Earle Harry Hagen — he made up his own middle name as a tribute to his favorite uncle — was born in Chicago on July 9, 1919, and his family moved to Los Angeles when he was a boy. His father, Nicholas, was a plumber. He went to Hollywood High School, where he played baritone and trombone, and left home at 16 to travel with big bands, eventually appearing with Ray Noble, Benny Goodman and Tommy Dorsey.
In 1939, while on the road with the Noble band, he wrote “Harlem Nocturne,” an hommage (originally with lyrics by Dick Rogers but most often played as an instrumental) to Duke Ellington and Johnny Hodges, which would become a jazz standard, and more than 40 years later he used it as the theme song for “Mike Hammer,” a detective series starring Stacy Keach.
Mr. Hagen, who taught trombone to make extra money, gave up playing for writing and arranging, he said, after his first wife, Elouise Sidwell, whom he met when she joined the Noble band as a singer, complimented his playing and he realized she had been listening not to him but to one of his students.
During the 1940s and early 1950s he was an arranger and orchestrator for 20th Century Fox, working on mostly musical films, including “Call Me Madam” and “Gentlemen Prefer Blondes.” In 1952 he left Fox and with a partner, Herbert Spencer, began writing for television, the following year scoring “Make Room for Daddy,” which starred Danny Thomas and began Mr. Hagen’s long association with the producer Sheldon Leonard.
The partnership with Mr. Spencer ended in 1960, just as the Griffith show was beginning, and Mr. Spencer’s name is still listed by BMI (Broadcast Music Inc.) as having worked on the theme.
After that, Mr. Hagen alone was the composer of choice for Mr. Thomas and Mr. Leonard, who hired him for the Van Dyke show, “I Spy” and “That Girl,” among others. Mr. Hagen thus entered the most productive and busiest period of his life. At any given time, he might be working on five or six different shows simultaneously. In 1968 he won an Emmy for his work on “I Spy.”
“He was one of the first guys to be tunelike in his scoring,” said Mike Post, who has written themes and scores for “NYPD Blue,” “L.A. Law” and “Law & Order.” “And now, anytime you see somebody walk down a country road with a fishing pole, you hear him whistling.”

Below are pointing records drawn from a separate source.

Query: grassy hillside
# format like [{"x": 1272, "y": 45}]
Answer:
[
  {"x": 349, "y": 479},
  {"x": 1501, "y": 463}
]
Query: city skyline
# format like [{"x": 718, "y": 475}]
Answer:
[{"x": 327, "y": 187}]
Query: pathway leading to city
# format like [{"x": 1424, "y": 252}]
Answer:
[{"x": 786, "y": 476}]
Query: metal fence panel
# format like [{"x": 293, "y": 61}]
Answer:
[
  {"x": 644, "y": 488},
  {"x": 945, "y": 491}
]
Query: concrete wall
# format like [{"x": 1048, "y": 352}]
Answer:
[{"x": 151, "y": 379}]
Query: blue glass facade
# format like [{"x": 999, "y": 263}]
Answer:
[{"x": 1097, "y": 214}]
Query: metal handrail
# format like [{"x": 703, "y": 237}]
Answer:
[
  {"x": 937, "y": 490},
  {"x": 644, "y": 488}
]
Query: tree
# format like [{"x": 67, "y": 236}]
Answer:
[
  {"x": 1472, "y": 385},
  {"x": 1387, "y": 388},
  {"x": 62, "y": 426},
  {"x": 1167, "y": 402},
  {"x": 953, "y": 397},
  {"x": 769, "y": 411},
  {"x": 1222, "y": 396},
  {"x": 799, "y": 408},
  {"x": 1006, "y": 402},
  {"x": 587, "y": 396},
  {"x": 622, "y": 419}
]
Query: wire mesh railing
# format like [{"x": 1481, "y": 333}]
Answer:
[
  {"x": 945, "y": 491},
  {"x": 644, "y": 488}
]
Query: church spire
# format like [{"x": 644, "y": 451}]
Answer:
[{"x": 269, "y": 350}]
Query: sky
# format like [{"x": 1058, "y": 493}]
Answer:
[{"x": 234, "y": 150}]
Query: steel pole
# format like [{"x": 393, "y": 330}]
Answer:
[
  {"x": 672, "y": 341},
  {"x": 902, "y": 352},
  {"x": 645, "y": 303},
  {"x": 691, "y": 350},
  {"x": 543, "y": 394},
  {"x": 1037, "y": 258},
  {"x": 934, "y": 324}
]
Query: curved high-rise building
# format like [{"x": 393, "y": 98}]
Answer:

An avid golfer, in subsequent decades Mr. Hagen became known for writing (his books on film scoring are frequently on academic required reading lists) and for informal teaching. His only fee for informal summer classes for younger writers was a box of golf balls, Mr. Post said.
Mr. Hagen’s marriage to Ms. Sidwell, who died in 2002, lasted 59 years. In addition to his second wife, who is also a singer and whom he married in 2005, he is survived by two sons, Deane and James, both of Palm Desert, Calif.; two stepdaughters, Rebecca and Rachael Roberts of Irvine, Calif.; a stepson, Richard Roberts of Los Angeles; and four grandchildren.
“I’m 33 years younger,” Mrs. Hagen said in a telephone interview Tuesday, adding that as a teenager she watched all of her future husband’s most famous shows. “It was a part of my growing up.”